Si le soutien mondial à la lutte d’Angela Davis a été possible, c’est certainement dû, bien sûr, à son statut d’ennemi absolu de l’establishment des années 1970 (femme, Noire, communiste), et de héros parfaitement légitime (moralement intouchable, très éduquée), mais surtout à la façon dont la militante afro-américaine a fait l’objet d’une véritable fétichisation, et dont son nom et son visage sont alors devenus la métonymie de toutes les luttes sociales qui s’agrégeaient à son histoire. Shola Lynch l’a bien compris, et travaille le motif Angela Davis comme une forme entre le mythe et la fiction : c’est audacieux, le pari fonctionne par moments, mais s’essuie parfois les pieds sur la véracité historique.
À première vue, c’est un documentaire moderne assez classique, structuré par des témoignages, illustré par des images d’archive, embaumé d’un peu de musique : rien de révolutionnaire, donc.
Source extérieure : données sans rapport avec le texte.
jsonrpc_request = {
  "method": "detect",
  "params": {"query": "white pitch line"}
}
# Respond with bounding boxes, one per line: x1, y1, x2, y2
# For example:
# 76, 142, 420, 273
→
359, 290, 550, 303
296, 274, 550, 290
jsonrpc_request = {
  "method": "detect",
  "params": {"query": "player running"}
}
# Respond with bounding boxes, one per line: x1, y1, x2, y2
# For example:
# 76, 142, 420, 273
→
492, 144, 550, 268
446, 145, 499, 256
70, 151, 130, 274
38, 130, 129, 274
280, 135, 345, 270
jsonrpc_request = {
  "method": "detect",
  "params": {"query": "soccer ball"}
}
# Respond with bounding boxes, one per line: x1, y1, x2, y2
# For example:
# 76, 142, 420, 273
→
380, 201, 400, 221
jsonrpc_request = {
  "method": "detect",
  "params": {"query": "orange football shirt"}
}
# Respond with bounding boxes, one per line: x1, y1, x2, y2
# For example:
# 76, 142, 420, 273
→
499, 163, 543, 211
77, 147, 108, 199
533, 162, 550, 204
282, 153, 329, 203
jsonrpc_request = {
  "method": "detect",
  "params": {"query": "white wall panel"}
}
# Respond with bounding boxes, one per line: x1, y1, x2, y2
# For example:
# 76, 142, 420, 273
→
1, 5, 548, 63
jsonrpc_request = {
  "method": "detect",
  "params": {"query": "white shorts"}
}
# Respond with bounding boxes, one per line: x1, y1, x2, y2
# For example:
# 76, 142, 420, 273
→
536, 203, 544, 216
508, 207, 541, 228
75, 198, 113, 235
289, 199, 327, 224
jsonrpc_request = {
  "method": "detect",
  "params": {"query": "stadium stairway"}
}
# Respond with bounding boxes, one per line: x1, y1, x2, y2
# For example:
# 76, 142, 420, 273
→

Le sujet, c’est Angela Davis, militante incontournable des droits des Noirs américains, contemporaine de ses grands leaders – King, Malcolm X, Carmichael – ou plutôt arrivant juste après eux ; elle fut mise sous le feu des projecteurs d’abord à travers son éviction du poste d’enseignante à UCLA par l’administration Reagan (alors gouverneur de Californie) pour son engagement communiste, et surtout durant son incarcération de près de deux ans, s’achevant sur un procès de portée mondiale, puisqu’il était devenu un véritable bras de fer politique sur la question de l’égalité des Noirs et des Blancs face à la justice. Si cet événement historique, au sens large (la lutte afro-américaine des années 1960 et 1970) a déjà été maintes fois traité, cet épisode reste assez méconnu dans ses détails pour justifier le documentaire : certes, c’est un peu passe-partout, mais pourquoi pas.
Nul n’est prophète…
À mesure que le film de Shola Lynch avance, chronologiquement, dans la vie d’Angela Davis, sa politisation progressive, et son érection en martyre de la cause Noire, l’académisme moderne pressenti à la base s’érode cependant : si ce n’est pour sa deuxième partie – le procès –, Free Angela affiche une certaine tendance à sacrifier la rigueur historique sur l’autel du storytelling. S’accommodant comme cela l’arrange de la linéarité temporelle – on nous présente notamment l’assassinat des différents prophètes de la défense des Noirs comme la conséquence d’une escalade de violence consécutive au licenciement de UCLA, ce qui est historiquement impossible –, Shola Lynch semble mener une vaste opération de maquillage, du moins de déformations choisies, permettant en fait de faire coïncider de force l’itinéraire de la militante avec les hauts et les bas de la lutte pour l’égalité raciale aux États-Unis.
Consciemment ou non, Shola Lynch travaille ainsi en droite lignée du phénomène qui a conduit à faire d’Angela Davis un martyr, de son procès un séisme politique (celui-là plus que tout autre procès de Noir américain), puis finalement de sa vie un évangile – annonciation dans les amphithéâtres de philosophie d’Allemagne, prêche dans les rues de San Diego, traversée du désert dans les pénitenciers pour femmes de Californie, résurrection lors d’un procès miraculeusement gagné. Dans la foulée, la militante est iconisée, fétichisée : elle devient une marque (on se contente de son prénom), et un logo (coupe afro, dents du bonheur) – voir à ce titre l’édifiante scène où l’inspecteur du FBI raconte sa traque sur la base de ce simple signalement. Free Angela s’ouvre donc sur des images déifiant ouvertement son héroïne. Sa silhouette unique et sans âge se découpe en contre-jour, alternée avec un montage de poursuites policières et d’archives sonores décrivant sa traque. Reprenant ensuite pied, le film ne cesse cependant jamais de projeter sur Angela Davis une mystification très osée, l’utilisant plus ou moins comme un personnage de fiction : ne pas rater la musique de blaxploitation rythmant le passage sur sa cavale.
C’est un terrain glissant, vu la réalité de la cause Noire dans les années 1970 ; il serait notamment gonflé de laisser entendre que la libération de la militante entraîne à la façon d’une locomotive tout le pays dans un happy end, et Shola Lynch n’en est pas très loin. Difficile pour nous d’éjecter toutes les images refoulées de l’inconscient collectif telles que nous les présentait The Black Power Mixtape il n’y a pas si longtemps. Shola Lynch voudrait le beurre et l’argent du beurre : c’est-à-dire à la fois faire la lumière sur Angela Davis et se contenter de sa silhouette (clipper son film, faire constamment sa propre bande-annonce). En résulte un documentaire bâti comme une fiction, pratique pas nouvelle laissant toujours un certain arrière-goût amer, une ambiguïté coupable, malgré son authentique audace.